4.7. Oral Gel for Periodontal Pockets Application (Direct)

A buccoadhesive gel is applied with a syringe by a professional inside the periodontal pockets of patients with a periodontal disease, containing a concentration of 222 mg nitrate to divide over all periodontal pockets, with or without a nitrate-reducing probiotic. In a preferred preparation, the gel also contains molybdenum+vitamin C. It is applied inside the pockets at the basal, treatment and follow-up visits of the patient as an initial treatment. It is recommended not to eat or drink for an hour after application. A maintenance treatment can be combined, in which a daily nitrate supplement or tablet is provided for 1 to 4 weeks in the morning. When the composition comprises probiotic bacteria, the product is not recommended for immunosuppressed patients.

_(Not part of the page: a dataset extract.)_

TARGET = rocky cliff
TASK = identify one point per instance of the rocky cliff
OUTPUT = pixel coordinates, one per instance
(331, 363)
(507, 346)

4.8. Daily Dose Capsule or Pill Application (Indirect)

Capsules (1 g) containing nitrate (222 mg if 1 dose, 111 mg if 2 doses, 74 mg if 3 doses) were consumed daily by ingestion before breakfast and oral hygiene in the morning and, if divided in two doses, also before lunch and, if divided in three doses, also before dinner and oral hygiene at the end of the day. Some variants of the capsules of 1, 2 or 3 doses also contained 80 mg, 40 mg or 26.67 mg vitamin C, respectively, and/or 50 pg, 25 pg or 16.67 pg molybdenum. Finally, some variants of the capsules contained daily acceptable amounts of commercially available anti-oxidants, which were divided over 1, 2 or 3 doses. To choose the optimal combinations and amounts of molecules, the different capsules were tested. This is ideal for an acute direct and indirect effect on oral diseases, during a period of 0-6 h after ingestion.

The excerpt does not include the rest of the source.